CloudWorks. (n.d.). Retrieved Oct. 18, 2008, from http://cloudworks.open.ac.uk/.

Conole, G. (n.d.). New Schemas for Mapping Pedagogies and Technologies. Retrieved Oct. 19, 2008, from http://www.ariadne.ac.uk/issue56/conole/.


Anonymous said...

Terrific post, Wendy. I read your ideas with relish. I too was most intrigued by Grainne Conole's model (robinheyden.wordpress.com) and agree that our students today are spending most of their time in the upper left quadrant. In addition to your question, "how do we move our students to the lower right corner?", I pose the question, shouldn't we discover an optimal coordinate spot on the frameowrk for each desired learning outcome and design the learning experience accordingly? Adn I love your phrase, "to turn invitations into gifts"....to encourage participation. Very, very nice.

Keith Lyons said...


I think this is an important week too. The readings are a great stimulus to consider facilitating learning. GrĂ¡inne’s papers give some very tangible approaches to learning contexts. Your graphic prompted me to think about PLEs and their used in mixed ability teaching. I am fascinated now by how social objects can be the catalyst for individualised learning and guided discovery.

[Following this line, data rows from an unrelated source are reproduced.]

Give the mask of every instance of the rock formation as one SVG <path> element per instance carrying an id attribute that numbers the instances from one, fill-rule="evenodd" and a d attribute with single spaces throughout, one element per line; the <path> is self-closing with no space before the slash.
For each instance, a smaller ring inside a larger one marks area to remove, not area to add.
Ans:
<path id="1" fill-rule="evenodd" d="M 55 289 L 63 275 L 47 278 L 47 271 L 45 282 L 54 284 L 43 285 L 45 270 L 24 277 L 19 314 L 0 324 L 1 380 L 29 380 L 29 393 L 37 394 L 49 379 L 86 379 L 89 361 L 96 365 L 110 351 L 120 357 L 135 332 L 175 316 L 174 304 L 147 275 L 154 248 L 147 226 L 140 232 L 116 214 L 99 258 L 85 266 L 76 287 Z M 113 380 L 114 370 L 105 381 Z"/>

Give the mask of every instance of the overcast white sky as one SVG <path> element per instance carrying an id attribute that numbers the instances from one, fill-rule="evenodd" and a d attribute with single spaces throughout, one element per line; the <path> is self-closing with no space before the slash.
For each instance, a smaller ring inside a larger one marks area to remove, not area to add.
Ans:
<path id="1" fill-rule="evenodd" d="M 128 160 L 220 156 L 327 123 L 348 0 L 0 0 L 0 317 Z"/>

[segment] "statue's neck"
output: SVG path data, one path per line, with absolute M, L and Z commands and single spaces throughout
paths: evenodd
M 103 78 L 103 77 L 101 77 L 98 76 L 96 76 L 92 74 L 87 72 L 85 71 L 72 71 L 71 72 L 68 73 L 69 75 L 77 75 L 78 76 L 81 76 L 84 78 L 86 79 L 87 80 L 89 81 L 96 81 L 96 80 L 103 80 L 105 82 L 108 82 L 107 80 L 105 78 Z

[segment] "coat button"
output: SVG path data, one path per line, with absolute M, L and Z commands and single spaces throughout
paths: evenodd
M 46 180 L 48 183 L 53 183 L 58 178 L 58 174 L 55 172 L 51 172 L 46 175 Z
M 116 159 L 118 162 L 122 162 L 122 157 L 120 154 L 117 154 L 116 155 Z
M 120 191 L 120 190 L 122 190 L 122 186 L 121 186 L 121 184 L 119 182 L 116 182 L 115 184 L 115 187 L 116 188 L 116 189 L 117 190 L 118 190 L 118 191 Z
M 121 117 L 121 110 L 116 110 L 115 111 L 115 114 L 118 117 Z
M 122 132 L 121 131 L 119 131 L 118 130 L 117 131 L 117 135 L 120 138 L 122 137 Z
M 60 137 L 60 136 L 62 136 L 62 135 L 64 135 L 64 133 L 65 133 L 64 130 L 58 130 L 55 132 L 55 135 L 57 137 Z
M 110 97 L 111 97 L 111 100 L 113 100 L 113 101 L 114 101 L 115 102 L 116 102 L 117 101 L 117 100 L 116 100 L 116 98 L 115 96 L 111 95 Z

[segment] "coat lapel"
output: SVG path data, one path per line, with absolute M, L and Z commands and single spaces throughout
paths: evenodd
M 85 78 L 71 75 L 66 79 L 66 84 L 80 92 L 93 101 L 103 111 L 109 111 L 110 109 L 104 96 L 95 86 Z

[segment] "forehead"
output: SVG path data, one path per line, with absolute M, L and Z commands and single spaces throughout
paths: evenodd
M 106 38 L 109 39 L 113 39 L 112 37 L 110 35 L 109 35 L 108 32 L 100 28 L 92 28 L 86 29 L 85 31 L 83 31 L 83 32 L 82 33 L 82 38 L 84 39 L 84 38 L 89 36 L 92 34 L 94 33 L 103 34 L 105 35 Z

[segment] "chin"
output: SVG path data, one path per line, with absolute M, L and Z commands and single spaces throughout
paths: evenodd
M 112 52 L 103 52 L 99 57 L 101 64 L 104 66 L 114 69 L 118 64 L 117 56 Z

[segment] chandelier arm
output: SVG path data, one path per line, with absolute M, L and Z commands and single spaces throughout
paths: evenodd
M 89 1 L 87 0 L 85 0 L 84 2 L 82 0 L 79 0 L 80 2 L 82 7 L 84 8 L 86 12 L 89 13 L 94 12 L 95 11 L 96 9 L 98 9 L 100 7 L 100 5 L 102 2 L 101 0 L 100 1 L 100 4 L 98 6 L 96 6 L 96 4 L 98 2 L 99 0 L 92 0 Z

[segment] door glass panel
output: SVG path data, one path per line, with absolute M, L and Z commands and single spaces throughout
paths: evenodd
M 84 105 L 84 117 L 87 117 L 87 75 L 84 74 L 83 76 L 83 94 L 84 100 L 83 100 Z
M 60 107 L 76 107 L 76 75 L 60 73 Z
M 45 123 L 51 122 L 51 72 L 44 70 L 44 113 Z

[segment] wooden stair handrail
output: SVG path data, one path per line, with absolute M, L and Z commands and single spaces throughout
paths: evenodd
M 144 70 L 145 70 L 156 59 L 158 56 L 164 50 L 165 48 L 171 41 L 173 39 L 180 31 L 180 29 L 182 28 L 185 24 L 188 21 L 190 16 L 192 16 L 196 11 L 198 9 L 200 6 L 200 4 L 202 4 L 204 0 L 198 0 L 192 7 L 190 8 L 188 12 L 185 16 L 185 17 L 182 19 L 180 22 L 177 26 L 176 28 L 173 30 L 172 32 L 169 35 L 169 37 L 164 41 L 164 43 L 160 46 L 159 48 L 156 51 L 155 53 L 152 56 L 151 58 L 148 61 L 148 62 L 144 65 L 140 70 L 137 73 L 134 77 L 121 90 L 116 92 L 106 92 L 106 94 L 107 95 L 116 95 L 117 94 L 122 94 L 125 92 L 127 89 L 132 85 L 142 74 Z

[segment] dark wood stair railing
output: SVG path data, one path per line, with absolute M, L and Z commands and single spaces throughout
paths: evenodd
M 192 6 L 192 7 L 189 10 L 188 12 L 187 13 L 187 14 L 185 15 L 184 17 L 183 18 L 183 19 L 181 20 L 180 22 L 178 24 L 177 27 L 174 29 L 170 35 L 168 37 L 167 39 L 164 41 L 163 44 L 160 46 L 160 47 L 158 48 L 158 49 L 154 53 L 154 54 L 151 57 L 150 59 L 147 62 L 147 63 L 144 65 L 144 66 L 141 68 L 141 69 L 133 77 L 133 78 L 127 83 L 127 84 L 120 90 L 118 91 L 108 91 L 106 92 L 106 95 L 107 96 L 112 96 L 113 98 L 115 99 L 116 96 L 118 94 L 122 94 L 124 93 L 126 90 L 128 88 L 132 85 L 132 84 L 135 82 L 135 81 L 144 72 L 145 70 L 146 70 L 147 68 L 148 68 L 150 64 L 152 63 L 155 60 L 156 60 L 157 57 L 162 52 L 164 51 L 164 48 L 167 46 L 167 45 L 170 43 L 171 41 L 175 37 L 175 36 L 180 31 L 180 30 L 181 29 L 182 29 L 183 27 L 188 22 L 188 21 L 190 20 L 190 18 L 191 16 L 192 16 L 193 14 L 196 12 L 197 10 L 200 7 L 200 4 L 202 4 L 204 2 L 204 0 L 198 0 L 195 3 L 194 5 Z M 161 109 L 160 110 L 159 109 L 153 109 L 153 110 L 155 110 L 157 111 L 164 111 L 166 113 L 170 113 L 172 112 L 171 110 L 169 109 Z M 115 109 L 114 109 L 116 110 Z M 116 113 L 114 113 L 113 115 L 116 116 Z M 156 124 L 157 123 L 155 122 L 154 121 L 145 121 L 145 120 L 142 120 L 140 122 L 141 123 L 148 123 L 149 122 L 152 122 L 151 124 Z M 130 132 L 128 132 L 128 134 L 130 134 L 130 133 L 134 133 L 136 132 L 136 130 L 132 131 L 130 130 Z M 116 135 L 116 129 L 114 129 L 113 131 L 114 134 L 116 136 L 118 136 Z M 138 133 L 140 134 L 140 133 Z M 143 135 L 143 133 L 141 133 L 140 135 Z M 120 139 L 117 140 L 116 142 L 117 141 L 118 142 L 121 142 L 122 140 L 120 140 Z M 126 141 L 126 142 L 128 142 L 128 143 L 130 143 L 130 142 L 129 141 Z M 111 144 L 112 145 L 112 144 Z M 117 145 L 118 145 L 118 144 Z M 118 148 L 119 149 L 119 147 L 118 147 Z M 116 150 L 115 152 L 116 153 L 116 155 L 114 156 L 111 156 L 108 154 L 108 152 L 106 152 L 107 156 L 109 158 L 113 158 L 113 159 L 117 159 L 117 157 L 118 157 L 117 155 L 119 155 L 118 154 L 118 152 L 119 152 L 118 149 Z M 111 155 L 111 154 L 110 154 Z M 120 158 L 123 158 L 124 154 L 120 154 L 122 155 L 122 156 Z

Thanks for posting your thoughts.


Grant said...

Wendy, enjoyed your post - found it through Google when looking up CloudWorks. I agree with Robin that GrĂ¡inne’s papers are well written and worth coming back to.

One point that I'm not sure about with your questions related to the desire to move our students from one quadrant to another. Does this assume learning most effectively takes place in the bottom right hand corner?

George, in his presentation this week, talks about the importance of context for the design process. The ecology needed for a fireman is different for the poet. So perhaps our learning design needs to vary according to the context.

I enjoyed your post it is helping me to get my thoughts together for my own blog - sometimes the connections happen more slowly.